If you prefer structure and want to lock in a fixed rate, a home equity loan might be better. If you want flexibility and access to funds over time, a HELOC might be the way to go.
Important Tips for Borrowers
If you're thinking about tapping into your home equity, here are a few final tips:
Always work with a reputable mortgage broker
An experienced broker will provide you with invaluable insights and dictate the quality of your borrowing experience
Don’t just chase the lowest rate
A lower rate doesn’t always mean a better loan—sometimes it comes with more risk or hidden fees. Look at the full picture.
Have a plan to repay the loan
Whether you're using it to consolidate debt or invest in a business, make sure it’s part of a clear financial strategy.

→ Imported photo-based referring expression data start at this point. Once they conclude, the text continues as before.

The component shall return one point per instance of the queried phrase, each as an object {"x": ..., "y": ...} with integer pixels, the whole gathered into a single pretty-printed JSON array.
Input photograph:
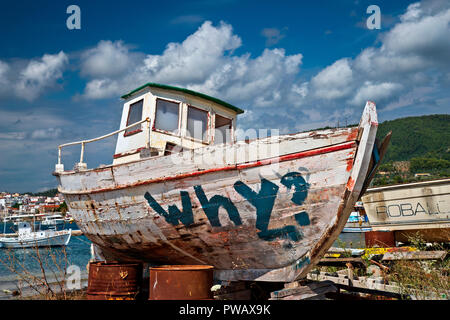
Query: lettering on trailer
[
  {"x": 263, "y": 201},
  {"x": 410, "y": 209}
]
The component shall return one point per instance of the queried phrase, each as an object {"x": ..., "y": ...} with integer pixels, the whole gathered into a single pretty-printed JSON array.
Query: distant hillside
[{"x": 413, "y": 137}]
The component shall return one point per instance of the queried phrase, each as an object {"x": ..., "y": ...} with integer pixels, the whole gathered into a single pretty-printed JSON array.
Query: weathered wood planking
[
  {"x": 415, "y": 255},
  {"x": 251, "y": 214}
]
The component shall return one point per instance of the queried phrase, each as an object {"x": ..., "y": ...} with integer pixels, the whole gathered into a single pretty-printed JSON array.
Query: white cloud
[
  {"x": 413, "y": 52},
  {"x": 427, "y": 36},
  {"x": 334, "y": 81},
  {"x": 187, "y": 19},
  {"x": 49, "y": 133},
  {"x": 4, "y": 67},
  {"x": 376, "y": 92},
  {"x": 272, "y": 35},
  {"x": 205, "y": 62},
  {"x": 18, "y": 135},
  {"x": 40, "y": 74},
  {"x": 107, "y": 59}
]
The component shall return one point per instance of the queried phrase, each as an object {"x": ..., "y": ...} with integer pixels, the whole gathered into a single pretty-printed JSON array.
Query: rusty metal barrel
[
  {"x": 114, "y": 281},
  {"x": 381, "y": 239},
  {"x": 181, "y": 282}
]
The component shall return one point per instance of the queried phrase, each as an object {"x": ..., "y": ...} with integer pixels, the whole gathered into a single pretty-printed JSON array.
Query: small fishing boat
[
  {"x": 357, "y": 221},
  {"x": 26, "y": 238},
  {"x": 410, "y": 209},
  {"x": 182, "y": 190},
  {"x": 52, "y": 220}
]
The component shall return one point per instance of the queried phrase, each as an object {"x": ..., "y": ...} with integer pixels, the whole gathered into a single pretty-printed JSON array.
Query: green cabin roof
[{"x": 193, "y": 93}]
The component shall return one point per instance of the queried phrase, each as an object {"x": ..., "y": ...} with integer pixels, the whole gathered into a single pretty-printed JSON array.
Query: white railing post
[{"x": 59, "y": 167}]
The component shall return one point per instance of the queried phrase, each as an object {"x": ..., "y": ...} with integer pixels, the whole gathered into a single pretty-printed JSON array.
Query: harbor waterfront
[{"x": 77, "y": 252}]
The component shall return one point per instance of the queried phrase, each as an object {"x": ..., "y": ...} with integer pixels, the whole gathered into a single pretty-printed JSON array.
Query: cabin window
[
  {"x": 197, "y": 124},
  {"x": 222, "y": 130},
  {"x": 134, "y": 115},
  {"x": 166, "y": 117}
]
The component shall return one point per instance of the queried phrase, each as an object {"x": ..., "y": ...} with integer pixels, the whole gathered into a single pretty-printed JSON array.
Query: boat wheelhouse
[{"x": 182, "y": 190}]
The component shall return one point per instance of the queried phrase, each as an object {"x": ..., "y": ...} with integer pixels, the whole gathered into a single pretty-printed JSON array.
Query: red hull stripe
[{"x": 287, "y": 157}]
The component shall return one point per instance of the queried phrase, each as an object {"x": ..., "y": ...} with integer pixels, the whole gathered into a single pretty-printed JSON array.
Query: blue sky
[{"x": 292, "y": 65}]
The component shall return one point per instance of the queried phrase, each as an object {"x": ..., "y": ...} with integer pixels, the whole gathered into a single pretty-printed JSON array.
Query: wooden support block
[
  {"x": 307, "y": 291},
  {"x": 237, "y": 295},
  {"x": 356, "y": 262},
  {"x": 295, "y": 284},
  {"x": 415, "y": 255}
]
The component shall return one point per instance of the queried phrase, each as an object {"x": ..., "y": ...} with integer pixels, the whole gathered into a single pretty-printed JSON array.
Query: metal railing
[{"x": 60, "y": 166}]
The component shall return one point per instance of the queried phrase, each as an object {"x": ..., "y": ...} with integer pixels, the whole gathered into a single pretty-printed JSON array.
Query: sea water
[{"x": 16, "y": 264}]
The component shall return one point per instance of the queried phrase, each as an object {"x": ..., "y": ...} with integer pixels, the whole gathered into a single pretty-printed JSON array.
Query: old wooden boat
[
  {"x": 411, "y": 209},
  {"x": 357, "y": 222},
  {"x": 263, "y": 209}
]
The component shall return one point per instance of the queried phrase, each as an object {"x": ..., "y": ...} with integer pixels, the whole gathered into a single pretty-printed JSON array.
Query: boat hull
[
  {"x": 415, "y": 208},
  {"x": 252, "y": 214},
  {"x": 59, "y": 239}
]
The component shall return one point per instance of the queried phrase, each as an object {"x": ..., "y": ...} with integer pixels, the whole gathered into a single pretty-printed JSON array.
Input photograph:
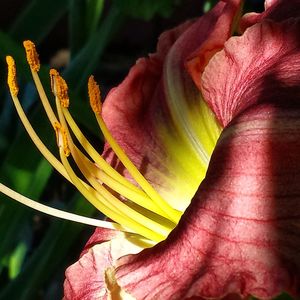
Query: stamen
[
  {"x": 32, "y": 56},
  {"x": 106, "y": 198},
  {"x": 61, "y": 138},
  {"x": 59, "y": 88},
  {"x": 99, "y": 160},
  {"x": 108, "y": 211},
  {"x": 59, "y": 213},
  {"x": 169, "y": 212},
  {"x": 94, "y": 95},
  {"x": 12, "y": 76}
]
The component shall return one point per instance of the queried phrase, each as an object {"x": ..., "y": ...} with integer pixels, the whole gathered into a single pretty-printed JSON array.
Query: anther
[
  {"x": 12, "y": 76},
  {"x": 61, "y": 138},
  {"x": 59, "y": 88},
  {"x": 32, "y": 55},
  {"x": 94, "y": 95}
]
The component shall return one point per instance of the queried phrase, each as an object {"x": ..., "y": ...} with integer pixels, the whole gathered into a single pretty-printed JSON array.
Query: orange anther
[
  {"x": 32, "y": 55},
  {"x": 94, "y": 95},
  {"x": 12, "y": 76}
]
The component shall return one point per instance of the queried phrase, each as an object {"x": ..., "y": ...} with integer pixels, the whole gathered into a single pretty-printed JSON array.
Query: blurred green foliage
[{"x": 34, "y": 249}]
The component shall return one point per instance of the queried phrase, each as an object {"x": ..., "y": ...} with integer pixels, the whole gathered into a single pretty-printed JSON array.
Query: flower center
[{"x": 143, "y": 211}]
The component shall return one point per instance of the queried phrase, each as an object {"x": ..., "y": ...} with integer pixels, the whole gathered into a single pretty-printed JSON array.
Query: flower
[
  {"x": 238, "y": 220},
  {"x": 239, "y": 236}
]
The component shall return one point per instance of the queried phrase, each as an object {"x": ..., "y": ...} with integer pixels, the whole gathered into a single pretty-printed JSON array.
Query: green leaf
[
  {"x": 85, "y": 61},
  {"x": 36, "y": 21},
  {"x": 146, "y": 10},
  {"x": 48, "y": 257}
]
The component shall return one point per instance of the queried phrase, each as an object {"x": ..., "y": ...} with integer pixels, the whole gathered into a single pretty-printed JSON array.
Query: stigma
[{"x": 143, "y": 212}]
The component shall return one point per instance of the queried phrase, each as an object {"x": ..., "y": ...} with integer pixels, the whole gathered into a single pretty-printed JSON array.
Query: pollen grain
[
  {"x": 12, "y": 76},
  {"x": 32, "y": 55},
  {"x": 59, "y": 88},
  {"x": 94, "y": 95}
]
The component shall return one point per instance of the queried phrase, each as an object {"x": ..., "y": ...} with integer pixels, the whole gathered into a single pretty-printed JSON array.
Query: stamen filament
[
  {"x": 95, "y": 101},
  {"x": 113, "y": 203},
  {"x": 141, "y": 200},
  {"x": 121, "y": 207},
  {"x": 59, "y": 213},
  {"x": 138, "y": 228},
  {"x": 171, "y": 213},
  {"x": 98, "y": 159},
  {"x": 37, "y": 141}
]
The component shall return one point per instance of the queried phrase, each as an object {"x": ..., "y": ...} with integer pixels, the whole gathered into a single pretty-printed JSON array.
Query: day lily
[{"x": 202, "y": 163}]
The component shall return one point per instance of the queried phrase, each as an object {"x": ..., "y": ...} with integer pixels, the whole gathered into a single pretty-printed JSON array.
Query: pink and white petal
[
  {"x": 262, "y": 64},
  {"x": 223, "y": 20},
  {"x": 240, "y": 235},
  {"x": 89, "y": 277},
  {"x": 158, "y": 117},
  {"x": 276, "y": 10}
]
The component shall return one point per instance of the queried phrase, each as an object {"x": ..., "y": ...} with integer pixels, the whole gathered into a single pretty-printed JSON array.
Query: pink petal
[
  {"x": 240, "y": 235},
  {"x": 213, "y": 34},
  {"x": 276, "y": 10},
  {"x": 262, "y": 64},
  {"x": 155, "y": 115},
  {"x": 86, "y": 279}
]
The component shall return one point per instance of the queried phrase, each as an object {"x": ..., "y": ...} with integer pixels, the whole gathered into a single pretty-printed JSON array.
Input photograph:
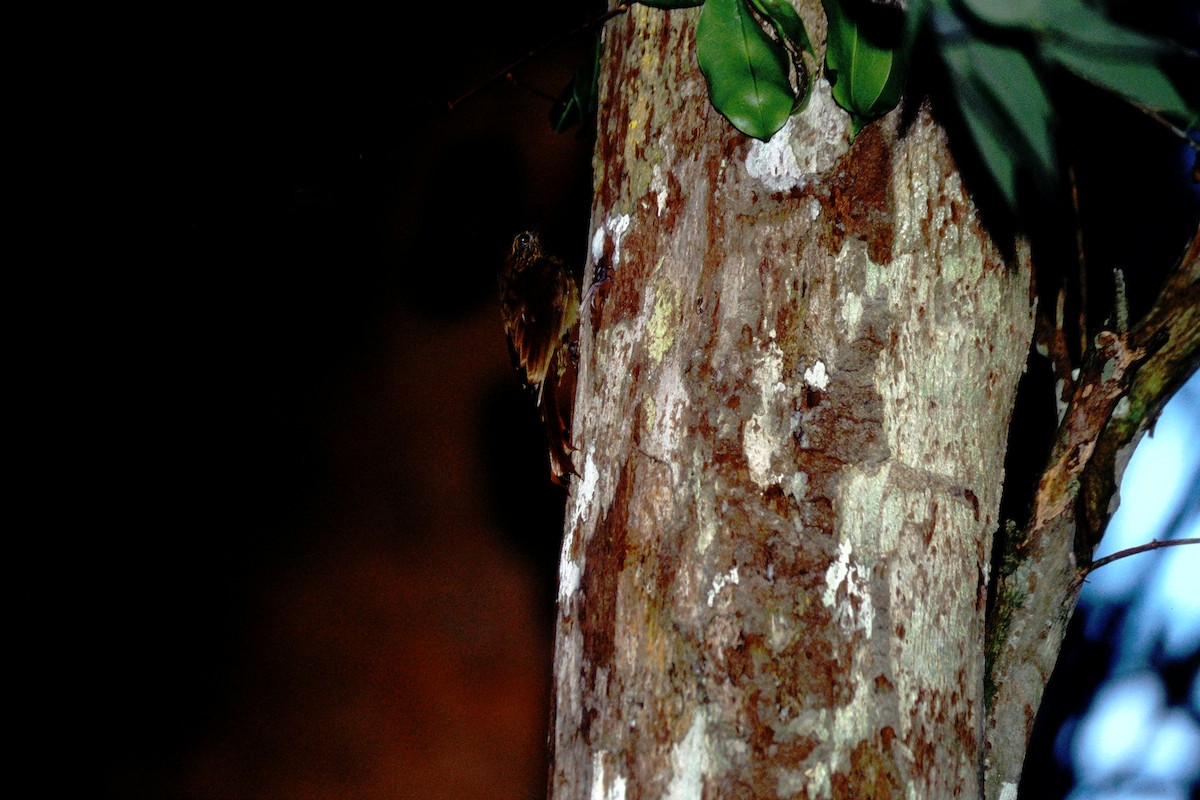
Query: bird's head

Stay in touch with your broker
If your situation changes or you run into issues, your broker can often help you restructure the loan or find a better option down the road.
How Do Home Equtiy Loans Work in Canada?
Home equity loans can be a powerful tool for Canadian homeowners who need access to cash—whether to consolidate high-interest debt, fund a renovation, or cover major expenses. But it’s not something you want to go into blindly.
Working with an experienced mortgage broker is the smartest way to:
Understand your options
Avoid costly mistakes
Get the loan that fits your situation
Use your home equity to strengthen—not weaken—your finances
When used properly, a home equity loan can open the door to new opportunities and help you take control of your money, with peace of mind knowing your biggest asset—your home—is being used wisely.